Nakahara Hiroyuki, Itoh Hideaki, Kawagoe Reiko, Takikawa Yoriko, Hikosaka Okihide
Lab for Mathematical Neuroscience, RIKEN Brain Science Institute, Wako, Saitama, Japan.
Neuron. 2004 Jan 22;41(2):269-80. doi: 10.1016/s0896-6273(03)00869-9.
Midbrain dopamine (DA) neurons are thought to encode reward prediction error. Reward prediction can be improved if any relevant context is taken into account. We found that monkey DA neurons can encode a context-dependent prediction error. In the first noncontextual task, a light stimulus was randomly followed by reward, with a fixed equal probability. The response of DA neurons was positively correlated with the number of preceding unrewarded trials and could be simulated by a conventional temporal difference (TD) model. In the second contextual task, a reward-indicating light stimulus was presented with the probability that, while fixed overall, was incremented as a function of the number of preceding unrewarded trials. The DA neuronal response then was negatively correlated with this number. This history effect corresponded to the prediction error based on the conditional probability of reward and could be simulated only by implementing the relevant context into the TD model.

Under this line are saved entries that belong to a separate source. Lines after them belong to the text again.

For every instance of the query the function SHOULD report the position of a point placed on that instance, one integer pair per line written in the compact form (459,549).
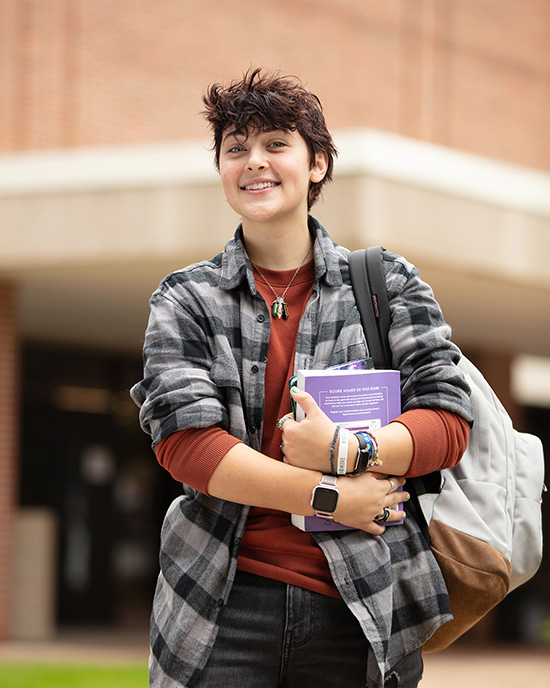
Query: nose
(256,158)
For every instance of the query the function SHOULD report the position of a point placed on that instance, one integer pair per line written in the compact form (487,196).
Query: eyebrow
(233,134)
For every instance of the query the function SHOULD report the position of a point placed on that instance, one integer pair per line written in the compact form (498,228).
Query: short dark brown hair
(268,102)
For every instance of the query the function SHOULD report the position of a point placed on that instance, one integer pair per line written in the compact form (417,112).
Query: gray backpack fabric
(483,518)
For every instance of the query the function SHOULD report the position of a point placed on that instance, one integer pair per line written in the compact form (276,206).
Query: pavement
(461,667)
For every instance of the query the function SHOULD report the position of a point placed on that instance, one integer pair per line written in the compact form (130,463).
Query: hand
(307,443)
(365,497)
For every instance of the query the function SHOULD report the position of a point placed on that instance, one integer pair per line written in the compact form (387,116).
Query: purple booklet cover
(355,399)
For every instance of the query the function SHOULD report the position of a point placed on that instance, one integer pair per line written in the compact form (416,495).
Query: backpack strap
(368,280)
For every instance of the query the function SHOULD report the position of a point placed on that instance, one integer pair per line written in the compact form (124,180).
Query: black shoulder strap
(368,280)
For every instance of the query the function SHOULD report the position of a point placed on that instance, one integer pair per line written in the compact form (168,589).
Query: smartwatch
(324,498)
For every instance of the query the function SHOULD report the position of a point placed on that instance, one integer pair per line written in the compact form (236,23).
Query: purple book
(357,399)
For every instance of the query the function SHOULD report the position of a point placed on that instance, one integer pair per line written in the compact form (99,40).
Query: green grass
(34,675)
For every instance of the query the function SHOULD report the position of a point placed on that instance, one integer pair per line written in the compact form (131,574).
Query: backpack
(483,518)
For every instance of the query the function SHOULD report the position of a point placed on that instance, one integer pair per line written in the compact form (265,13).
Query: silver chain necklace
(279,307)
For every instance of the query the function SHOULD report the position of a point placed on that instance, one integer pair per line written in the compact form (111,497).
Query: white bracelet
(343,452)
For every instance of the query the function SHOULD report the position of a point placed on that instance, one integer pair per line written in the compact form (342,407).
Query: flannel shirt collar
(236,266)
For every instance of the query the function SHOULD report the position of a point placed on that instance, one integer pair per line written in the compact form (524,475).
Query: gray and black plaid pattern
(205,354)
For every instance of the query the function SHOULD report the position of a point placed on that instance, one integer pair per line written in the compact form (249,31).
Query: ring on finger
(383,517)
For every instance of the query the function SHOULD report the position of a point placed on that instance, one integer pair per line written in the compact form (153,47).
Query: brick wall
(8,445)
(470,74)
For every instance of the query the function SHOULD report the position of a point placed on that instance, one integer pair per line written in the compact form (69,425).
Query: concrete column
(9,431)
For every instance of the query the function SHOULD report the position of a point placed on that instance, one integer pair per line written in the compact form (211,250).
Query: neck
(279,248)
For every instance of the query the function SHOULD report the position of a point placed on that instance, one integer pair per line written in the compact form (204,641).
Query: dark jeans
(275,635)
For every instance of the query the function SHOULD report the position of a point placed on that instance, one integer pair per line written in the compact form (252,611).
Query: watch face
(325,499)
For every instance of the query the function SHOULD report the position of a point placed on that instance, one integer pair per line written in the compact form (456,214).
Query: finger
(395,515)
(396,498)
(283,420)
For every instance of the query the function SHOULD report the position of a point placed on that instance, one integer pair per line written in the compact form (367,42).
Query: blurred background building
(440,110)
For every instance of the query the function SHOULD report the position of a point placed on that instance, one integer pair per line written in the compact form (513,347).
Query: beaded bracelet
(343,452)
(367,456)
(332,448)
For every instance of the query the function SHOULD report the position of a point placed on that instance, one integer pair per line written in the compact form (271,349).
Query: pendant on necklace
(279,308)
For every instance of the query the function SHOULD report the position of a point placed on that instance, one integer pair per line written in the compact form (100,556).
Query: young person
(243,597)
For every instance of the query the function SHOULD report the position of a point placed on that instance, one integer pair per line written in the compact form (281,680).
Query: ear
(319,167)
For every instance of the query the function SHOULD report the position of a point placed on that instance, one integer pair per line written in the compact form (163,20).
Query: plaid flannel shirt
(205,355)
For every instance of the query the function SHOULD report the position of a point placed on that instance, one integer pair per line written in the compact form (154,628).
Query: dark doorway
(85,458)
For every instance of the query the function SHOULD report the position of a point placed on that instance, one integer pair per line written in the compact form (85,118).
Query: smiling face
(266,175)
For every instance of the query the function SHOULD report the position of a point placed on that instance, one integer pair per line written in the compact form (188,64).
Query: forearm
(248,477)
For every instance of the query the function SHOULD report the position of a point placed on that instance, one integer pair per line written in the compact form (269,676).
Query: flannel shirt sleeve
(179,388)
(421,345)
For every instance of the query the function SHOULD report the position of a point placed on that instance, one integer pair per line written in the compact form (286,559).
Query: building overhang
(87,234)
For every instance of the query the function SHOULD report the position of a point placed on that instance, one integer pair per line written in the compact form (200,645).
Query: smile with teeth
(259,186)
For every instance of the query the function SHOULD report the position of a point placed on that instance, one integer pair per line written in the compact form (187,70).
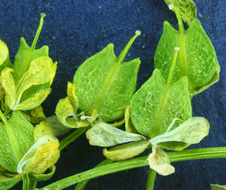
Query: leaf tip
(171,6)
(138,32)
(43,15)
(176,48)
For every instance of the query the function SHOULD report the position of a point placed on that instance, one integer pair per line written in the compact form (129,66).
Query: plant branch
(81,185)
(29,183)
(151,180)
(71,137)
(190,154)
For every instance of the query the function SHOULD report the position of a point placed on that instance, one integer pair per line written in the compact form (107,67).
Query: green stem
(190,154)
(29,183)
(81,185)
(127,47)
(3,118)
(38,31)
(151,180)
(71,137)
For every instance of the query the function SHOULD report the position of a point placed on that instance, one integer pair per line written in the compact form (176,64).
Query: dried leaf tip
(138,32)
(43,15)
(171,6)
(176,48)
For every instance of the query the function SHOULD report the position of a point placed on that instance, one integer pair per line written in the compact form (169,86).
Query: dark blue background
(76,29)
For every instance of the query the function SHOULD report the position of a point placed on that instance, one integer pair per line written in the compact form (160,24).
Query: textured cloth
(76,29)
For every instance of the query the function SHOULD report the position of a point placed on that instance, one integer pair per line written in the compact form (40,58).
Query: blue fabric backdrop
(76,29)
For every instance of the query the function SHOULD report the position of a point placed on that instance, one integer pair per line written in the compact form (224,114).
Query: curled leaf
(159,161)
(45,157)
(158,102)
(41,156)
(16,139)
(8,180)
(105,83)
(28,84)
(126,151)
(191,131)
(197,58)
(104,135)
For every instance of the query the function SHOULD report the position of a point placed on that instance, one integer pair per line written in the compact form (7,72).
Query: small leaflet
(104,135)
(159,161)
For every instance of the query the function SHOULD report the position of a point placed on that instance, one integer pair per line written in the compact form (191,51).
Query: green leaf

中脑多巴胺(DA)神经元被认为编码奖励预测误差。如果考虑任何相关背景,奖励预测可以得到改善。我们发现猴子的DA神经元可以编码依赖于背景的预测误差。在第一个非背景任务中,光刺激之后随机给予奖励,概率固定且相等。DA神经元的反应与之前未获得奖励的试验次数呈正相关,并且可以用传统的时间差分(TD)模型进行模拟。在第二个背景任务中,呈现一个指示奖励的光刺激,其概率虽然总体上是固定的,但会根据之前未获得奖励的试验次数而增加。然后DA神经元的反应与这个次数呈负相关。这种历史效应对应于基于奖励条件概率的预测误差,并且只有在将相关背景纳入TD模型时才能进行模拟。